Nicht nur Fußballer wurden getroffen, das Handball-Osterturnier der TG Biberach, an dem von der C- bis zur A-Jugend Mädchen- und Jungenteams teilnehmen, fiel ebenfalls aus. „Die Veranstaltung stellt eine elementare Grundlage unserer wirtschaftlichen Potenz dar“, sagt Organisator Jürgen Klein, „die Absage tat extrem weh.“ Rund 1500 Menschen, die wegen des Turniers nach Biberach kommen, waren über Ostern nicht in der Stadt und haben nicht die Kassen des Clubs gefüllt. Mit den Einnahmen rund ums riesige Spektakel bestreitet die TG die Spielzeiten der Jugend- und Aktiventeams, dieser Betrag im fünfstelligen Bereich fehlt nun. Immerhin konnte Klein aus dem meisten Verträgen rechtzeitig aussteigen, andere zeigten sich kulant – und die Sponsoren standen zu ihrem Wort. „Uns ist kein allzu hoher Schaden entstanden“, sagt der 61-Jährige, „das blaue Auge verheilt langsam.“

Das kann Christian Ballarin vom Stuttgarter EC kaum sagen.
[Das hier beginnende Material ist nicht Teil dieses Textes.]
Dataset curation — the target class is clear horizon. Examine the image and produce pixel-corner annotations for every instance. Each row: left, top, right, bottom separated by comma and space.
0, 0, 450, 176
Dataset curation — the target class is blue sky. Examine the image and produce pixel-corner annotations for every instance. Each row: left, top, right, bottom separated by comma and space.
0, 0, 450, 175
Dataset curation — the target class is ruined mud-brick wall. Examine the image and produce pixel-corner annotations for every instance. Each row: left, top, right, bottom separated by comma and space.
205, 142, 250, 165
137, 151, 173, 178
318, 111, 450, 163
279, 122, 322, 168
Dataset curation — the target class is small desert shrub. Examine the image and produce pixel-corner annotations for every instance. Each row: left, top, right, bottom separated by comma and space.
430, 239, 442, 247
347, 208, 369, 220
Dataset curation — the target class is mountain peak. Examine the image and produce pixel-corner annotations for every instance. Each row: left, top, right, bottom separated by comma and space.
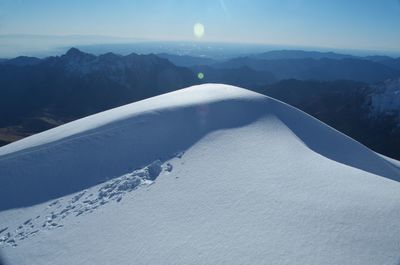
64, 47, 95, 59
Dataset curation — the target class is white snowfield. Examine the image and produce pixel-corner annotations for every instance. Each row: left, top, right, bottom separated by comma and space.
0, 84, 400, 265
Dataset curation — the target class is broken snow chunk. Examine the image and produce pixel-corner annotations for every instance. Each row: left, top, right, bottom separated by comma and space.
147, 160, 162, 180
164, 163, 173, 172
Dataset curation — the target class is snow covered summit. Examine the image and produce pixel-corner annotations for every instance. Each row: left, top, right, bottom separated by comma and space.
0, 84, 400, 265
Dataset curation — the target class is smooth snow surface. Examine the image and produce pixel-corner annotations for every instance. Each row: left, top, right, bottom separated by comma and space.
0, 84, 400, 265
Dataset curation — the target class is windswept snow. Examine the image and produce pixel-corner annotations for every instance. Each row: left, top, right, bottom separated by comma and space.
0, 84, 400, 265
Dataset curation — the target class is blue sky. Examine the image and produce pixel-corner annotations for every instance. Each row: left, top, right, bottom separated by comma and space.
0, 0, 400, 51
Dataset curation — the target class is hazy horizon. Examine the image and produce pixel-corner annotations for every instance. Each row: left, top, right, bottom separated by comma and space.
0, 0, 400, 57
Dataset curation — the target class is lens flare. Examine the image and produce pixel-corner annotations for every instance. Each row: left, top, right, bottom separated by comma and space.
193, 23, 204, 39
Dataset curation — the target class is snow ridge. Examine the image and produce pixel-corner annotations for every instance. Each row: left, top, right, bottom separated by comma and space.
0, 156, 177, 248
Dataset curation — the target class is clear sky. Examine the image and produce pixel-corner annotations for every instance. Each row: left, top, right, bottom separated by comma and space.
0, 0, 400, 51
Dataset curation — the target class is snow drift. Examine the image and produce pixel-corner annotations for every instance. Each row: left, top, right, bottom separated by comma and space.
0, 84, 400, 265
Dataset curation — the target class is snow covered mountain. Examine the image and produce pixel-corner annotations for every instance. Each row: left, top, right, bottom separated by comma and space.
367, 79, 400, 127
0, 84, 400, 265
Der Eishockeyclub aus Degerloch hofft auf ein baldiges Ende des Sportverbots, sonst könnte es eng werden. Das Frühjahrscamp in den Osterferien für die Jugendlichen ist ausgefallen, Ähnliches droht für die Camps im Sommer. „Diese Camps“, sagt Clubchef Ballarin, „sind für uns die größten Veranstaltungen im Nachwuchsbereich – organisatorisch und finanziell.“ Von den Gebühren bestreitet der Club Fixkosten wie Trainergehalt sowie Raummieten – das Problem: Die Gebühren musste der SEC den Teilnehmern erstatten. Das Loch in der Kasse betrug etwa 20 000 Euro, weitere 10 000 Euro würden fehlen, wenn auch das Sommercamp ausfallen müsste. Als schnelle Hilfe hat Clubvize Olav Schnier eine Spende für die kommende Saison in Höhe von 10 000 Euro bereits jetzt überwiesen. „Ich will sicherstellen“, sagt er, „dass auch in der kommenden Saison die Basis für gute Nachwuchsarbeit vorhanden ist.“ Über ein Hilfsprogramm des Landes hat der Club weitere 9000 Euro zur Deckung der Kosten erhalten. „Wir sind aktuell nicht in unserer Existenz gefährdet“, betont Ballarin. Immerhin eine gute Nachricht.